La note de la CNDP est publiée à la suite d'un avis émis, en décembre dernier, dans lequel l'autorité administrative indépendante « souligne que le public n'a jamais pu être pleinement associé à ces choix énergétiques majeurs concernant l'énergie nucléaire ». Constatant que des annonces de relance de construction de réacteurs nucléaires avaient été formulées, annonces confirmées récemment, elle recommandait qu'« un débat public de programmation relatif à l'énergie nucléaire ait lieu (…) avant toute procédure de participation du public sur les projets de création d'une installation nucléaire ».

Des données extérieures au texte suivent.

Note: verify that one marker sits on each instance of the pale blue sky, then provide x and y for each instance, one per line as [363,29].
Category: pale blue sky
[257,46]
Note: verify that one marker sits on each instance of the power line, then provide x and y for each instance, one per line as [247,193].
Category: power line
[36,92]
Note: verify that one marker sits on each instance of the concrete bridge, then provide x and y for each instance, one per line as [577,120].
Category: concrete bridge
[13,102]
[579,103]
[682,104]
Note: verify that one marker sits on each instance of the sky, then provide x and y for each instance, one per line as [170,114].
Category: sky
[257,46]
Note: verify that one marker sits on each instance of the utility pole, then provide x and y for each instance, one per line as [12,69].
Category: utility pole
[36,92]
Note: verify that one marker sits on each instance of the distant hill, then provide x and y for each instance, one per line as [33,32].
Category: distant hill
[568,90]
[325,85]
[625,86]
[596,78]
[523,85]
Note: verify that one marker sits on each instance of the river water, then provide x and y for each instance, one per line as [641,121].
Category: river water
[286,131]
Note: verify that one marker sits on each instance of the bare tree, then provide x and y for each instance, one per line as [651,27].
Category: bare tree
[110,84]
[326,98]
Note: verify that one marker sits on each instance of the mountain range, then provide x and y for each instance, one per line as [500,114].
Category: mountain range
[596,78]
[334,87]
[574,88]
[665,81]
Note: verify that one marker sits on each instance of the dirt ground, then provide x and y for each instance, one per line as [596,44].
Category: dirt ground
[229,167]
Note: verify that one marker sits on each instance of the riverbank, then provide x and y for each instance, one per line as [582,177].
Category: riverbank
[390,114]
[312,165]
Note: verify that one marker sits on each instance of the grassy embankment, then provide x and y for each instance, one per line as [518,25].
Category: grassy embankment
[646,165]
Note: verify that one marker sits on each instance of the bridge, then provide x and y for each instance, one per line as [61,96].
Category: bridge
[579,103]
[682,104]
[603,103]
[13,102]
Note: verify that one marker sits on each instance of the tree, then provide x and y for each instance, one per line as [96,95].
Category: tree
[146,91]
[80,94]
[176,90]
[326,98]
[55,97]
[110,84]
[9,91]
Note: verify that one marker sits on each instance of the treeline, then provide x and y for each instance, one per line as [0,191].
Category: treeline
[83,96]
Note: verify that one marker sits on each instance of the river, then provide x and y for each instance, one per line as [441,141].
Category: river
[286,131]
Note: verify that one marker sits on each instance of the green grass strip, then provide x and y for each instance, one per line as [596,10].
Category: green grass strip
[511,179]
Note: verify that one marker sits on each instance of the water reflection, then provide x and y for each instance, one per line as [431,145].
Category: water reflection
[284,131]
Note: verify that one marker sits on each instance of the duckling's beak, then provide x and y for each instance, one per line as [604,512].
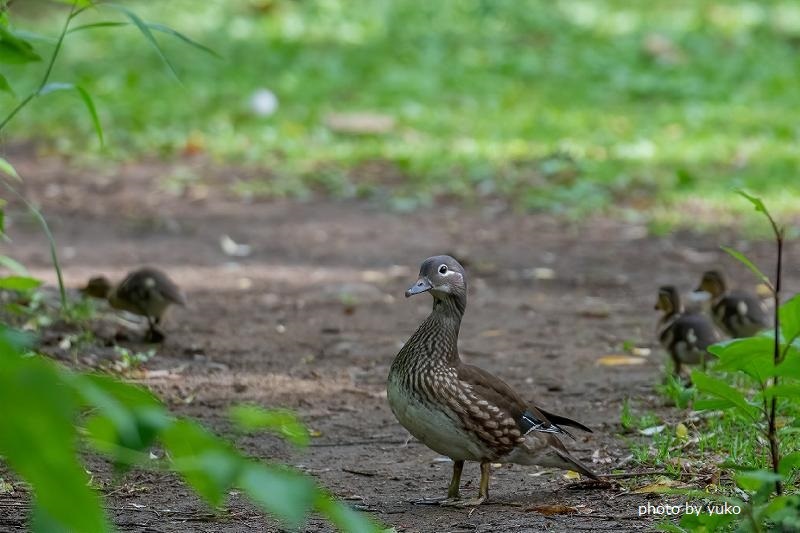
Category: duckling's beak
[422,285]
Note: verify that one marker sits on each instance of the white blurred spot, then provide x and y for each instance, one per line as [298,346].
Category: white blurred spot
[263,103]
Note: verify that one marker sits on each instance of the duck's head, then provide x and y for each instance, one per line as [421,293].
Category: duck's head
[97,287]
[669,300]
[712,282]
[442,276]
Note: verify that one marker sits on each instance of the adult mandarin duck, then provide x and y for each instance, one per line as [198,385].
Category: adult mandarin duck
[460,410]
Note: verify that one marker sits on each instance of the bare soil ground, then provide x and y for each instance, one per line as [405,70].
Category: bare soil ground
[312,318]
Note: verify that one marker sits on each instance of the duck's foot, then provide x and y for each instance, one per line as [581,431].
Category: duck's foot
[433,501]
[154,336]
[471,502]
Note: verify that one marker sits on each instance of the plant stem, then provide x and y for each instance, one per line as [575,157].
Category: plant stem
[50,239]
[772,430]
[48,70]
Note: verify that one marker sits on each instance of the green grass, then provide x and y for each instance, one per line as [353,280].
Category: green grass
[567,106]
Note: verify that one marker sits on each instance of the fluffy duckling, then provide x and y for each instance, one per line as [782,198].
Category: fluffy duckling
[460,410]
[738,314]
[147,292]
[685,336]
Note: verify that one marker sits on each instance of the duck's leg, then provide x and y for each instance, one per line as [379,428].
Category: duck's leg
[455,482]
[452,489]
[153,333]
[483,492]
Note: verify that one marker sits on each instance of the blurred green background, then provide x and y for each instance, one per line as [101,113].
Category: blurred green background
[572,107]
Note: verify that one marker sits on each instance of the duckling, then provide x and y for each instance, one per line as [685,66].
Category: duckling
[685,336]
[738,314]
[463,411]
[147,292]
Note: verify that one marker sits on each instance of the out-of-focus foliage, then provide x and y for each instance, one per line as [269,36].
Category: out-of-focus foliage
[564,105]
[39,439]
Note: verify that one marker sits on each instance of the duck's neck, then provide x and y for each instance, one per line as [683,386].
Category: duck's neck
[437,336]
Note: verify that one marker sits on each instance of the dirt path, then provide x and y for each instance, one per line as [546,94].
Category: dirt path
[312,318]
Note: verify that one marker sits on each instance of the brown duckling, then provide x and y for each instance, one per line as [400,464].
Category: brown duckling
[739,314]
[685,336]
[147,292]
[463,411]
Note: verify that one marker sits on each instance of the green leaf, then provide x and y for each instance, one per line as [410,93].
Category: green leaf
[13,266]
[96,25]
[39,442]
[279,491]
[4,86]
[285,423]
[151,25]
[782,390]
[14,49]
[789,314]
[721,390]
[790,366]
[87,100]
[8,169]
[789,463]
[755,479]
[207,463]
[133,413]
[752,355]
[756,201]
[78,3]
[19,283]
[169,31]
[344,517]
[143,27]
[739,256]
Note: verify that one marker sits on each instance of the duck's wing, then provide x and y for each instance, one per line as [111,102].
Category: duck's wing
[156,279]
[495,392]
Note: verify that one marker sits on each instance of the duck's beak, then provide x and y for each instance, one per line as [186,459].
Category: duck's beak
[422,285]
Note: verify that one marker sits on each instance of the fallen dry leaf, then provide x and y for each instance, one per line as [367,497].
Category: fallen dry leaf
[620,360]
[550,510]
[662,485]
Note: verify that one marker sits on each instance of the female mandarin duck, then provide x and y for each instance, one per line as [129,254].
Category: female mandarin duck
[459,410]
[147,292]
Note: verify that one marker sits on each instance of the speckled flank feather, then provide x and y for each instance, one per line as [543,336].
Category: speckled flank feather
[460,410]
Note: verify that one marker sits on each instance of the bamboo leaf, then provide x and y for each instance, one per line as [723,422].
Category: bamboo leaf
[87,100]
[756,201]
[8,168]
[285,423]
[96,25]
[19,283]
[739,256]
[14,49]
[170,31]
[4,85]
[153,26]
[145,30]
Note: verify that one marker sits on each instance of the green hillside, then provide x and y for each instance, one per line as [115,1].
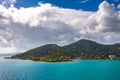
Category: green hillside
[82,49]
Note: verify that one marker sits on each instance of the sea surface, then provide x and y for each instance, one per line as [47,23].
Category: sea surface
[11,69]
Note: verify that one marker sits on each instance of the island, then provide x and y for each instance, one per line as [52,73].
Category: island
[82,49]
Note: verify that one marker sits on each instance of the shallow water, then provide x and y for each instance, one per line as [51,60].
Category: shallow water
[11,69]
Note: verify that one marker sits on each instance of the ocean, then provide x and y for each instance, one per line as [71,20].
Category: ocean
[12,69]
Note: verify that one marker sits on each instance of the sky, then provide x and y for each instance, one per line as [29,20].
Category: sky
[27,24]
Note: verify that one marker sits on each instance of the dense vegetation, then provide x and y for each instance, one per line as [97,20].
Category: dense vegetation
[83,49]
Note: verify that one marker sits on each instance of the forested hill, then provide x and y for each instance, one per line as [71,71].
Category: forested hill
[82,49]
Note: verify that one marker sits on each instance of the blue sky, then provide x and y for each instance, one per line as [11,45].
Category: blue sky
[87,5]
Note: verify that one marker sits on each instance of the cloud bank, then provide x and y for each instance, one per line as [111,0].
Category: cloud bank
[26,28]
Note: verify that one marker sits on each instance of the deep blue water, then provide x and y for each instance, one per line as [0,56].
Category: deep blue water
[77,70]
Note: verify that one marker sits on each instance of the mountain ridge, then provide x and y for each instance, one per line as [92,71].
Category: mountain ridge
[82,49]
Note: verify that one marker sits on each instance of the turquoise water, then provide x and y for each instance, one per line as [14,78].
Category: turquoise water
[78,70]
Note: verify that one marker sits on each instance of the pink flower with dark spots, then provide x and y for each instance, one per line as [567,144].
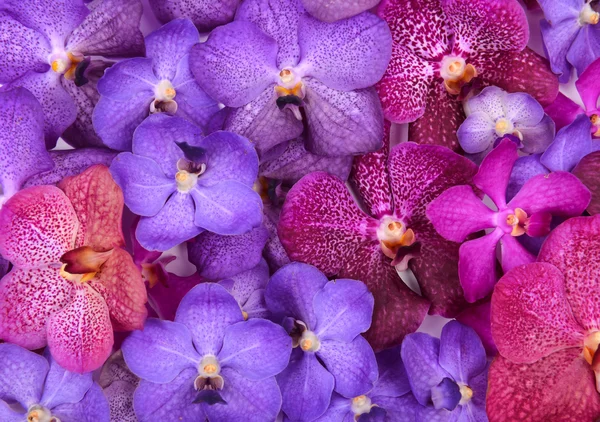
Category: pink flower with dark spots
[71,283]
[545,323]
[321,224]
[442,47]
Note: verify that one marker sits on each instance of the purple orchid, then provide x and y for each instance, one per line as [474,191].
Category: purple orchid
[322,224]
[571,34]
[209,363]
[390,400]
[280,69]
[494,113]
[22,146]
[47,46]
[545,323]
[160,83]
[448,376]
[35,388]
[458,212]
[441,48]
[182,183]
[325,320]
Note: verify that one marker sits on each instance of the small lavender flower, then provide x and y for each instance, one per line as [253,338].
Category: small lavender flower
[209,363]
[495,113]
[325,320]
[182,183]
[35,388]
[450,372]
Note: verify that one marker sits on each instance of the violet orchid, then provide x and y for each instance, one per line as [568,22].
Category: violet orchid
[441,46]
[448,376]
[71,282]
[35,388]
[390,400]
[46,47]
[209,363]
[321,224]
[458,212]
[22,146]
[325,320]
[494,113]
[571,34]
[160,83]
[280,69]
[545,324]
[182,183]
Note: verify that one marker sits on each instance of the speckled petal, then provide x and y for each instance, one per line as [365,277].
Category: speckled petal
[80,335]
[241,46]
[346,55]
[37,226]
[161,351]
[22,143]
[306,387]
[404,88]
[22,375]
[111,29]
[531,316]
[342,123]
[559,387]
[217,257]
[21,50]
[27,298]
[573,249]
[207,310]
[98,203]
[121,285]
[174,224]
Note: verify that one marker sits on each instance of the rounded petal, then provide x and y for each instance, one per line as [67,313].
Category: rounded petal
[352,364]
[343,310]
[241,47]
[161,351]
[80,335]
[174,224]
[306,387]
[207,310]
[37,226]
[255,349]
[217,257]
[291,292]
[346,55]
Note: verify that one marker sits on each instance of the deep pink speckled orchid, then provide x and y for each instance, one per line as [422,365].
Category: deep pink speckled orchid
[459,212]
[441,46]
[321,224]
[545,322]
[72,283]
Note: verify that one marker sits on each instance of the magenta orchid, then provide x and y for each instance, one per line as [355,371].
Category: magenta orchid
[545,322]
[458,212]
[72,283]
[321,224]
[441,46]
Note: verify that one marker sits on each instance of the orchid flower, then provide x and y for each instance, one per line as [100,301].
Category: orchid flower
[71,282]
[441,47]
[458,212]
[46,48]
[545,324]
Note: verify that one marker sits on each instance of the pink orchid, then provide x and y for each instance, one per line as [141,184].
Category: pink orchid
[546,324]
[72,283]
[441,47]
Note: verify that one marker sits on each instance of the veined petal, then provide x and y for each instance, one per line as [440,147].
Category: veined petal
[573,248]
[80,335]
[37,226]
[233,55]
[558,387]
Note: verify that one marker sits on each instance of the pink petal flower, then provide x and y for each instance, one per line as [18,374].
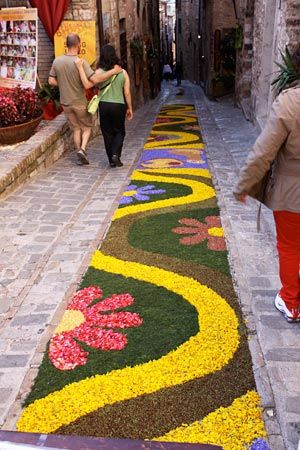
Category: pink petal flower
[216,243]
[99,338]
[65,353]
[191,222]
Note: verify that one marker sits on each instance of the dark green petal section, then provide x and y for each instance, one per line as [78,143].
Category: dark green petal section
[154,234]
[168,321]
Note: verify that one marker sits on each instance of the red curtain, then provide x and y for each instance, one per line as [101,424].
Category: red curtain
[51,13]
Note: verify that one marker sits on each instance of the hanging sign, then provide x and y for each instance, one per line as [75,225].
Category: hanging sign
[86,30]
[18,47]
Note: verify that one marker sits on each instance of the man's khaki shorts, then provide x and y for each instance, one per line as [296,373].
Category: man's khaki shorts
[78,116]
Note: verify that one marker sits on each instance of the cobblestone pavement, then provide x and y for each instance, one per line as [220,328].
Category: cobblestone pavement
[50,227]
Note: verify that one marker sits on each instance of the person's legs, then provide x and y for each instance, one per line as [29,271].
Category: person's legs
[119,114]
[82,123]
[106,128]
[77,138]
[288,245]
[86,133]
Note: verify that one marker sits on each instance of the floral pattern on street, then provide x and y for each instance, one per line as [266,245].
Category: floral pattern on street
[198,232]
[139,193]
[83,321]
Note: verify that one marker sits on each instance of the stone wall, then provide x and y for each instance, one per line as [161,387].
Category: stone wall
[38,153]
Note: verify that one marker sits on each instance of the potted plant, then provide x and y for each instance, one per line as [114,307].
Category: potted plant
[20,114]
[287,75]
[50,101]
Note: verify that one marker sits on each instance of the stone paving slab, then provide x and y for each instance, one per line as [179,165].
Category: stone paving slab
[48,230]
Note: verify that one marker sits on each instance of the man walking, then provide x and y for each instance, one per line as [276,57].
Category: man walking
[64,74]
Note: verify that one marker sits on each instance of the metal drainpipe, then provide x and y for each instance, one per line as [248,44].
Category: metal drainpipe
[100,22]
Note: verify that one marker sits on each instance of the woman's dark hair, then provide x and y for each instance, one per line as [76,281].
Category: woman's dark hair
[296,60]
[108,58]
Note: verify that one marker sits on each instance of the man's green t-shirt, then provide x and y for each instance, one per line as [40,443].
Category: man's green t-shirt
[70,86]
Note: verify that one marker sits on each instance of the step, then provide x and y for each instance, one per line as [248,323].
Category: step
[54,442]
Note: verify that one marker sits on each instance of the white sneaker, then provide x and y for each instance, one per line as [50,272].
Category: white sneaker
[291,315]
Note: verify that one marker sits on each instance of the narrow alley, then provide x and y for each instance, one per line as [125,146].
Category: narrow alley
[51,226]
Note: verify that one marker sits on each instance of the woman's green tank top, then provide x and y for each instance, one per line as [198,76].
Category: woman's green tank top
[115,92]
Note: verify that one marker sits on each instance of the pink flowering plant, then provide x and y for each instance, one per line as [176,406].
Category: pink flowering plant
[18,106]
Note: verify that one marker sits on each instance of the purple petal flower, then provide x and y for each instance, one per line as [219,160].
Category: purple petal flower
[139,193]
[141,197]
[126,200]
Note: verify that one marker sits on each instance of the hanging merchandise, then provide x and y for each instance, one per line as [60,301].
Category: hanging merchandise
[51,14]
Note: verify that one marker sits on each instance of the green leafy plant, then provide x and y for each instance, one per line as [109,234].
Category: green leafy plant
[287,73]
[137,49]
[48,93]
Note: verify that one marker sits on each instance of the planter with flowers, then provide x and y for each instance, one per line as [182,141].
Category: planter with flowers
[20,114]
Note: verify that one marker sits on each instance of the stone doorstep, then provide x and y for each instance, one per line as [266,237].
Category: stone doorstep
[37,153]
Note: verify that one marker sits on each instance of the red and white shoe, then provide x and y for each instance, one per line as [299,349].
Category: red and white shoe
[290,314]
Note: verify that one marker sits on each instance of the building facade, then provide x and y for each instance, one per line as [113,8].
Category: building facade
[131,26]
[204,42]
[167,16]
[268,26]
[228,45]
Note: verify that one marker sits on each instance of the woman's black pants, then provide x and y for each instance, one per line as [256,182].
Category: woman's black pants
[112,124]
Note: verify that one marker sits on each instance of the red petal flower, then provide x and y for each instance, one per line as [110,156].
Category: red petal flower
[65,353]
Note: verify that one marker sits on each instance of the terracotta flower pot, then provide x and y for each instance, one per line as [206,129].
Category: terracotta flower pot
[18,133]
[49,110]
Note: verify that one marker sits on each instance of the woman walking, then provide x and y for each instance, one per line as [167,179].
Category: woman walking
[279,143]
[115,104]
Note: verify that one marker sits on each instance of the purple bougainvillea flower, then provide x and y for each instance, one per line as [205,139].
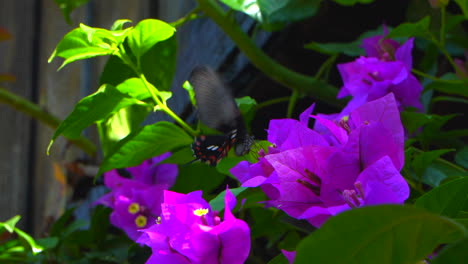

Des débats organisés après la prise de décision
En 2005, une pétition, signée par 50 000 personnes, demandait que les options générales de gestion des déchets radioactifs soient validées par référendum. En vain. La même année, la loi d'orientation de l'énergie, qui actait la construction d'un EPR, était débattue au parlement, avant même la clôture du débat public sur le projet de Flamanville (Manche). Même constat, en 2006, concernant le lancement du projet Iter, avant la clôture du débat. En 2010, rebelote : le débat public sur la construction d'un EPR à Penly (Seine-Maritime) est lancé, alors que décision avait déjà été prise par Nicolas Sarkozy l'année précédente.
En 2013, le débat public sur Cigeo a aussi été l'occasion de rappeler, qu'en 2006, le législateur avait écarté la solution de l'entreposage et retenu l'enfouissement. Or, les recommandations issues du débat public de 2005 préconisaient de travailler sur les deux solutions en parallèle. « Cette décision a été considérée comme la preuve que les responsables n'entendaient pas associer réellement le public aux décisions », explique la CNDP, rappelant « la très forte conflictualité qui s'est exprimée lors du débat public sur le projet Cigeo, qualifié de "débat bidon" ».
La fiabilité et la sincérité des informations contestées
Autre constat : une « contestation récurrente » pointe « le manque de transparence et de fiabilité des informations concernant le nucléaire ». En 2005, une partie des associations avaient quitté le débat public sur la gestion des déchets radioactifs. En cause ? Elles « [contestaient] le manque de transparence des informations au nom du "secret défense" ». Quant au débat public sur l'EPR de Flamanville, il a vu « le haut fonctionnaire de défense [imposer] la suppression d'un paragraphe d'une contribution d'une association considérant qu'il portait atteinte au "secret défense" ».
Par la suite, le « secret défense » est moins invoqué, mais « la fiabilité et la sincérité des informations présentées ont [toujours] été contestées ». Reviennent régulièrement les doutes sur les coûts du nucléaire et son bilan carbone ou encore le volume réel et le coût des déchets radioactifs. Ces sujets, qui ne font pas consensus, « font systématiquement l'objet de controverses et contestations ». Les coûts, en particulier : « Les partisans et responsables de projet [les] présentent comme une "vérité en soi", quand les opposants en contestent la méthode d'évaluation. »
Pour y remédier, la CNDP recommande de s'appuyer sur des institutions ou instances d'expertise jugées indépendantes. Elle explique aussi que « le public et certaines parties prenantes expriment avec constance une forte attente sur une forme d'expertise citoyenne, ou a minima non institutionnelle ». Les défenseurs de cette expertise demandent notamment qu'elle soit dotée de moyens propres.
Les enjeux éthiques sont particulièrement sensibles
Enfin, plusieurs autres sujets reviennent de manière constante. Le premier est « la confusion de la gouvernance du nucléaire ». Le manque de confiance envers les pouvoirs publics repose, entre autres, sur le fait que « le public "ne comprend rien sur qui décide quoi" et s'interroge sur les incohérences des politiques publiques ». Bien sûr, la sécurité et la sûreté des sites sont aussi régulièrement questionnées, tout comme les impacts environnementaux et sanitaires.
Enfin, « [les] questionnements éthiques sont particulièrement sensibles », explique la CNDP. « Les questionnements éthiques interrogent inévitablement la filière nucléaire puisque tous les publics convergent pour considérer qu'il n'est pas possible de débattre des déchets radioactifs sans débattre de l'énergie nucléaire et qu'il n'est pas possible de débattre de l'énergie nucléaire sans débattre de la politique énergétique. » Et de rappeler qu'il s'agit là de « questions de société majeures que la Commission nationale du débat public peut contribuer à éclairer ».